As we batten down the hatches for the tail end of yet another cyclone, it seems like a good time to think about risk.
Particularly the risks posed by extreme weather events – now ranked the most serious threat to the global economy in the World Economic Forum's 2018 Global Risks Report.
In town last week to present the report – and its local findings – Wolfram Hedrich, executive director at the MMC Asia Pacific Risk Center had a pretty clear message for business: the impact of climate change is real whether you believe the science or not.
Most people – including those at senior levels of business and government do believe the science. That means the world is going to be shifting to a lower carbon economy.
Regardless of how much sea levels rise, investors and consumers are worried.
Their behaviour is shifting and businesses will need to adapt to that.
The Global Risks Report surveyed 1000 "senior thought leaders" from the World Economic Forum's network of professional contacts.
I don't want to stereotype, but I have a hunch these people aren't hippies.
Most of them weren't previously so worried about environmental issues.
Between 2009 and 2014 they ranked economic risk – such as asset price failure and financial system failure top of the pile for biggest potential impact.
Now only nuclear war tops environmental worries and then only for its potentially devastating impact.
Extreme weather events rate as the most serious risk by likelihood.
The Report divides perceived risk into two categories – likelihood and impact.
On a matrix that considers the likelihood and impact of potential risks – extreme weather events are way out in front.
The next three categories of risk, by rank, are: natural disasters, failure to adapt to climate change and water crises.
Then you get to cyber attack – which has risen sharply in the past year to third by likelihood and sixth by impact.

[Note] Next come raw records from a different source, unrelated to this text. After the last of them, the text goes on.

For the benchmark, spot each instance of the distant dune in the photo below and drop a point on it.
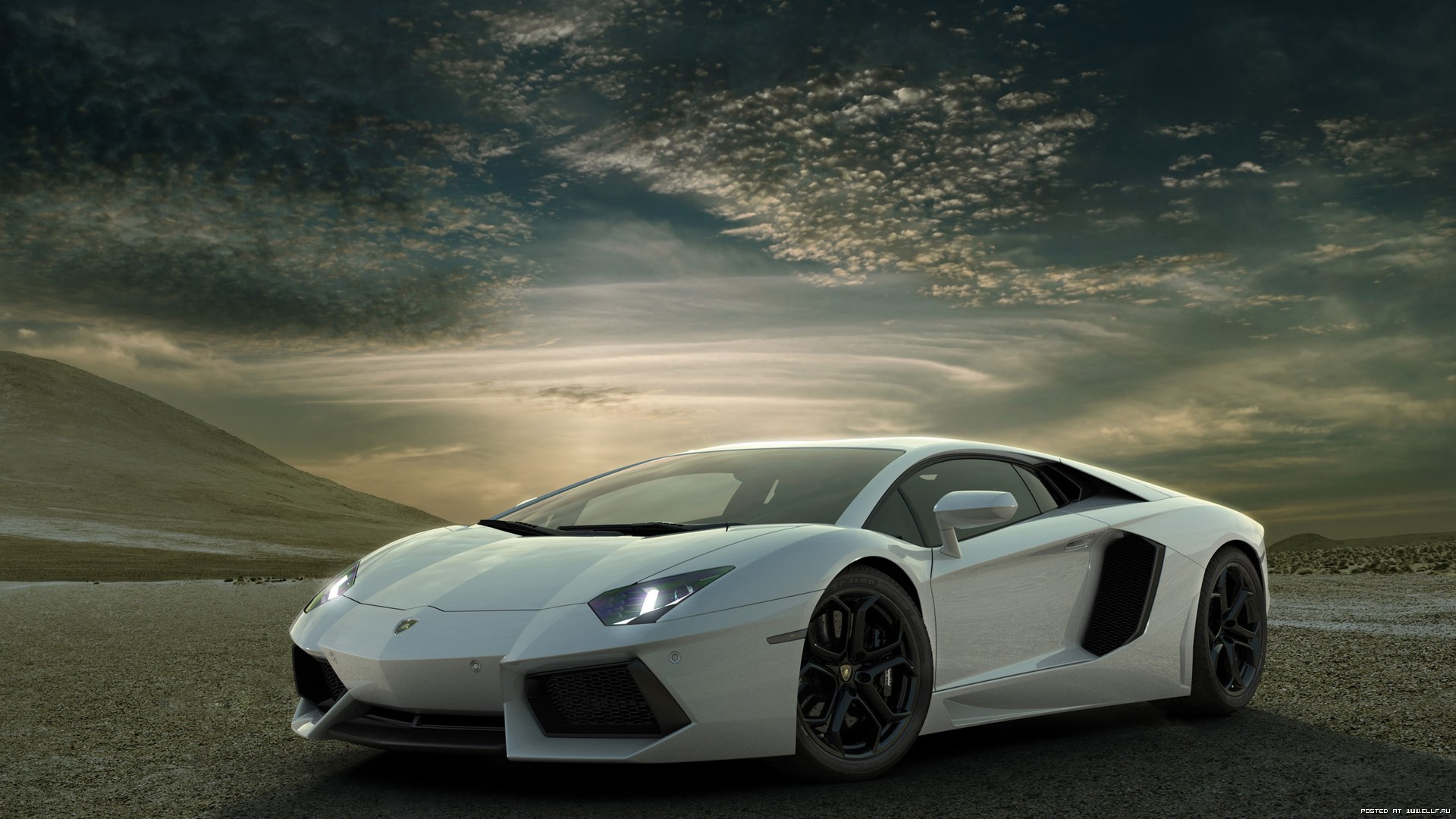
(102, 483)
(1310, 541)
(1433, 553)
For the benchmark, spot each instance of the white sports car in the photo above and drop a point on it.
(821, 604)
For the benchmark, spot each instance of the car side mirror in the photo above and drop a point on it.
(963, 510)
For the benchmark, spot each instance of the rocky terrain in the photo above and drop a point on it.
(102, 483)
(174, 700)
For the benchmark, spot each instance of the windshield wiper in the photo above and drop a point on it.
(523, 529)
(647, 529)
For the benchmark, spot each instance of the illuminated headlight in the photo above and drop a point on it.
(645, 602)
(335, 588)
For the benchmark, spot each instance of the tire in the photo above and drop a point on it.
(1229, 639)
(865, 681)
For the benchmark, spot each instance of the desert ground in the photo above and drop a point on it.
(174, 700)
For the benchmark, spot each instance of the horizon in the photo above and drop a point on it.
(459, 257)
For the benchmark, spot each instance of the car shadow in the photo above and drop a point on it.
(1130, 760)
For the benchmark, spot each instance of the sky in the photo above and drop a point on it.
(462, 254)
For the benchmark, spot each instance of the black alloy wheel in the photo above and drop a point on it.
(1231, 640)
(864, 681)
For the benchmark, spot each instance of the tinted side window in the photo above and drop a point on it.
(1038, 490)
(935, 482)
(893, 518)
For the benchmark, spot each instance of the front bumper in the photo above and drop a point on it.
(498, 682)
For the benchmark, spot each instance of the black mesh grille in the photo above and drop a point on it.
(618, 700)
(337, 687)
(1123, 595)
(601, 697)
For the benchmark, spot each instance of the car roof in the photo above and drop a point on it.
(915, 447)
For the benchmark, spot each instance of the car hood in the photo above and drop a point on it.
(482, 569)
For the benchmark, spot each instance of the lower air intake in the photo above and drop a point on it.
(1125, 595)
(315, 679)
(618, 700)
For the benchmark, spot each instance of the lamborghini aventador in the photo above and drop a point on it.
(819, 604)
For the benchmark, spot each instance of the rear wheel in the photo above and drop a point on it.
(864, 681)
(1229, 642)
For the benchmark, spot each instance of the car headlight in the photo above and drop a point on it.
(645, 602)
(340, 585)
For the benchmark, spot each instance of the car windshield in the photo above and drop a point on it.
(740, 485)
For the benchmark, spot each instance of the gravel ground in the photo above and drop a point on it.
(174, 700)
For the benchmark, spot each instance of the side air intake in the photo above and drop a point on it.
(1125, 594)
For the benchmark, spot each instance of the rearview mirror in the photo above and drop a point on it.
(963, 510)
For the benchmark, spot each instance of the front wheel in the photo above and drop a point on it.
(865, 681)
(1229, 642)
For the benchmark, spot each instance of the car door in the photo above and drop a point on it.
(1008, 604)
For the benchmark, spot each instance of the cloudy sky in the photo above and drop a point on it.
(459, 254)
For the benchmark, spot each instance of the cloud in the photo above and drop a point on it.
(254, 183)
(1187, 131)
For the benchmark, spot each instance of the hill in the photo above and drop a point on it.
(104, 483)
(1310, 541)
(1392, 554)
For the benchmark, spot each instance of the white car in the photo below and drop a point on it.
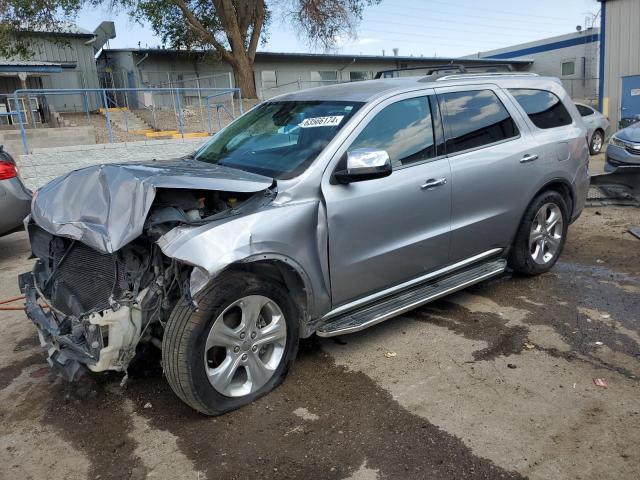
(597, 125)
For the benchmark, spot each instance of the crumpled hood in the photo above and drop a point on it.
(630, 134)
(105, 206)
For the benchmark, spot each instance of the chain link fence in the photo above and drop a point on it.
(62, 117)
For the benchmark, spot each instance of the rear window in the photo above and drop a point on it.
(584, 111)
(474, 119)
(544, 109)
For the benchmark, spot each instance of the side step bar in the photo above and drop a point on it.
(408, 299)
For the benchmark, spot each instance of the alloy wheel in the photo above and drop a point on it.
(546, 232)
(245, 346)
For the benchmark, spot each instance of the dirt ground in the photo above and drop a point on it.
(494, 382)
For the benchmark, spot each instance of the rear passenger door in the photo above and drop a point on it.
(494, 163)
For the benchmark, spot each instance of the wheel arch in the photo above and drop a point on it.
(563, 187)
(287, 272)
(559, 185)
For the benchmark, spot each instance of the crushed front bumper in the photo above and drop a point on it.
(69, 349)
(98, 341)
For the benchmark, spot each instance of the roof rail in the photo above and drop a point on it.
(487, 74)
(429, 68)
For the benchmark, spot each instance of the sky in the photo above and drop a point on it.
(429, 28)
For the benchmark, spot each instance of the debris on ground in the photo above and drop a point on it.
(601, 382)
(305, 414)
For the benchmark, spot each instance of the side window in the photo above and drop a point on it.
(475, 118)
(544, 109)
(404, 129)
(584, 110)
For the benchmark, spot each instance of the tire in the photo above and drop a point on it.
(534, 251)
(188, 358)
(596, 143)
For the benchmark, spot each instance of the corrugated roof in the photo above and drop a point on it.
(327, 56)
(65, 28)
(29, 66)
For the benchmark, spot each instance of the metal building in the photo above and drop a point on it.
(59, 60)
(574, 58)
(274, 73)
(620, 59)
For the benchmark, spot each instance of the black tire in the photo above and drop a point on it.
(186, 332)
(520, 258)
(593, 146)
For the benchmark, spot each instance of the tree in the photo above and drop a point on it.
(233, 29)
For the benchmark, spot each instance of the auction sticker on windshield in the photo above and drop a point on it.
(331, 121)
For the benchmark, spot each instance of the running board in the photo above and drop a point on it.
(409, 299)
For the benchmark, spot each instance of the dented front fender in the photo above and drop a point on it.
(295, 233)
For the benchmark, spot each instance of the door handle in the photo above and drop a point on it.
(433, 182)
(528, 158)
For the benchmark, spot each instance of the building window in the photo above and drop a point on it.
(324, 76)
(474, 119)
(269, 78)
(357, 76)
(568, 68)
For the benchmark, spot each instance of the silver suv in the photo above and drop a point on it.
(324, 211)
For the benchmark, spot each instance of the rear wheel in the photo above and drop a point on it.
(541, 235)
(236, 347)
(597, 141)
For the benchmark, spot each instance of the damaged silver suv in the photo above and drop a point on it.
(324, 211)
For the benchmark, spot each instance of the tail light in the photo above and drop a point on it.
(7, 170)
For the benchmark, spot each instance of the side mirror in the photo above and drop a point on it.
(364, 164)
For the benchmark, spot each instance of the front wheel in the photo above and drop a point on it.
(541, 235)
(236, 347)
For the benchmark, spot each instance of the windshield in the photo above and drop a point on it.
(278, 139)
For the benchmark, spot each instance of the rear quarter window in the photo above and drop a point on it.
(474, 119)
(543, 107)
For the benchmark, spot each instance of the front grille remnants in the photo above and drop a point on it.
(84, 280)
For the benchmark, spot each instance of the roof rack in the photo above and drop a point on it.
(430, 69)
(487, 74)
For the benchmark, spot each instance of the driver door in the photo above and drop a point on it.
(386, 231)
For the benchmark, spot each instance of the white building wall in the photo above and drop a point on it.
(582, 85)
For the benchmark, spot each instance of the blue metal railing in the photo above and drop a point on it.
(102, 94)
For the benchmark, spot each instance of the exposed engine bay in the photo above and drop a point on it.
(96, 307)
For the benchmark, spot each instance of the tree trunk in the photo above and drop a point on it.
(243, 73)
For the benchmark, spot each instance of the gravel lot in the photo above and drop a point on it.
(494, 382)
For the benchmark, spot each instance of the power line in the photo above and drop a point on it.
(495, 27)
(449, 29)
(432, 11)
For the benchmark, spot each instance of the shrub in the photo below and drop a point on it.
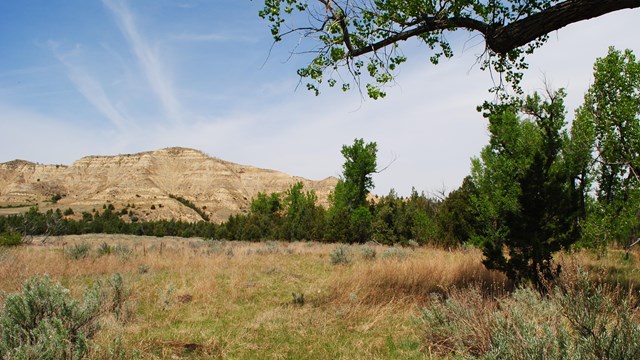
(123, 251)
(395, 252)
(368, 253)
(78, 251)
(580, 319)
(340, 255)
(10, 238)
(104, 249)
(42, 322)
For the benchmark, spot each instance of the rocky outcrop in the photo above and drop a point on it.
(144, 182)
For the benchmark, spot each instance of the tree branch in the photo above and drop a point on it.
(502, 39)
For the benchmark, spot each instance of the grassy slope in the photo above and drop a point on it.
(198, 299)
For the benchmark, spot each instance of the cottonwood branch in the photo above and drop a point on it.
(504, 38)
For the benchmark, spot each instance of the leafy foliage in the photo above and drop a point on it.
(358, 42)
(43, 322)
(527, 202)
(612, 109)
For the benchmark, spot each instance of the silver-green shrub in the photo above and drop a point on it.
(340, 255)
(43, 322)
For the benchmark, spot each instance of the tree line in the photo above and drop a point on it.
(541, 185)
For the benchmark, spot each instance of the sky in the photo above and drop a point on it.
(91, 77)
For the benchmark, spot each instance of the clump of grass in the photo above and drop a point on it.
(10, 238)
(78, 251)
(143, 269)
(340, 255)
(298, 298)
(123, 251)
(412, 244)
(580, 318)
(395, 252)
(368, 253)
(104, 249)
(44, 322)
(417, 278)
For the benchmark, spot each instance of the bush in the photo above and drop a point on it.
(580, 319)
(395, 252)
(340, 255)
(123, 251)
(42, 322)
(79, 251)
(368, 253)
(104, 249)
(10, 238)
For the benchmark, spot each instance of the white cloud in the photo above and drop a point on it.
(213, 37)
(90, 88)
(148, 58)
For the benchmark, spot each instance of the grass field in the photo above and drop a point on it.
(190, 298)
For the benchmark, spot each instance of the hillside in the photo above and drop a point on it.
(146, 180)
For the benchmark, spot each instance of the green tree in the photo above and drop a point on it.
(304, 219)
(456, 222)
(346, 218)
(612, 109)
(364, 37)
(527, 202)
(359, 165)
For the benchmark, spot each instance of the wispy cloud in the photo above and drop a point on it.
(89, 87)
(148, 58)
(213, 37)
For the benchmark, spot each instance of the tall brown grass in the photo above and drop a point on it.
(415, 279)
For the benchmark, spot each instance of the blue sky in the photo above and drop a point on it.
(90, 77)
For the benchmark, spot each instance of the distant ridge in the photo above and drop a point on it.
(144, 182)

In New Zealand the pool of survey respondents is presumably small but the local list varied from the global rankings in understandable ways.
Natural disaster was top of the list, followed by extreme weather events, large cyber attack, asset bubbles and urban planning.
Both the asset bubble and urban planning categories capture local concerns about housing prices and housing shortages.
It is true this kind of survey tends to reflect the fears getting most attention in the media at the time it is taken.
For example, in the UK where Brexit worries dominate, economic risks remained at the top of the list.
This is perception survey, after all.
But, given the overwhelming improbability of accurately predicting real odds on the various risks, a perception survey is more useful.
It only attempts to measure attitudes to risk and as such is far less likely to be wrong.
On that basis the upshot of the latest risk report is climate change sceptics are becoming increasingly irrelevant.
You can choose not to believe the science. But you can't choose how your customers and investors perceive the world.
We are moving to a lower-carbon economy.
The world still runs on oil, so it is a slow process. But the trend is clear.
We see Government superannuation funds cleaning up their act and shifting towards more carbon friendly investment.
We see a rise in exchange traded funds that track ethical stocks and renewable energy.
The smart money in places like California is betting on electric cars – even as the White House attempts to revive dying industries like coal.
The long-term future focus of the Chinese economy is driving heavy investment clean technology.
That's lowering costs for solar power generation at rates that mirror Moore's Law for computer processing advances.
The report highlights the interconnected nature of risk.
Extreme environmental change has consequences well beyond the direct impact on those in the path of the bad weather.
It heightens geopolitical and economic instability. It drives immigration patterns.
Even the positive stuff - the shift to a greener economy - is likely to trigger large-scale labour market and financial market disruptions in the coming years, the report says.
The economies and businesses that will cope best are the ones that remain agile, adaptable and embrace change.
It's a well-worn line that the Chinese word for crisis is the same as the word for opportunity.
Nevertheless, the point Homer Simpson was making when he coined the term "crisitunity" is a good one.
In many cases a crisis represents some form of dramatic change and with that comes opportunity to reposition yourself.
To put it bluntly, change brings opportunity to gain competitively against peers less able to deal with situation.
That's a pretty mercenary "upside" to climate change but that's the nature of the competitive global market.
Capitalism got us into this mess and - with no sign of Utopian revolution on the horizon - it looks like capitalism is going to have to get us out.
Business recognising that there is money to be made in shift to a cleaner world is part of that process.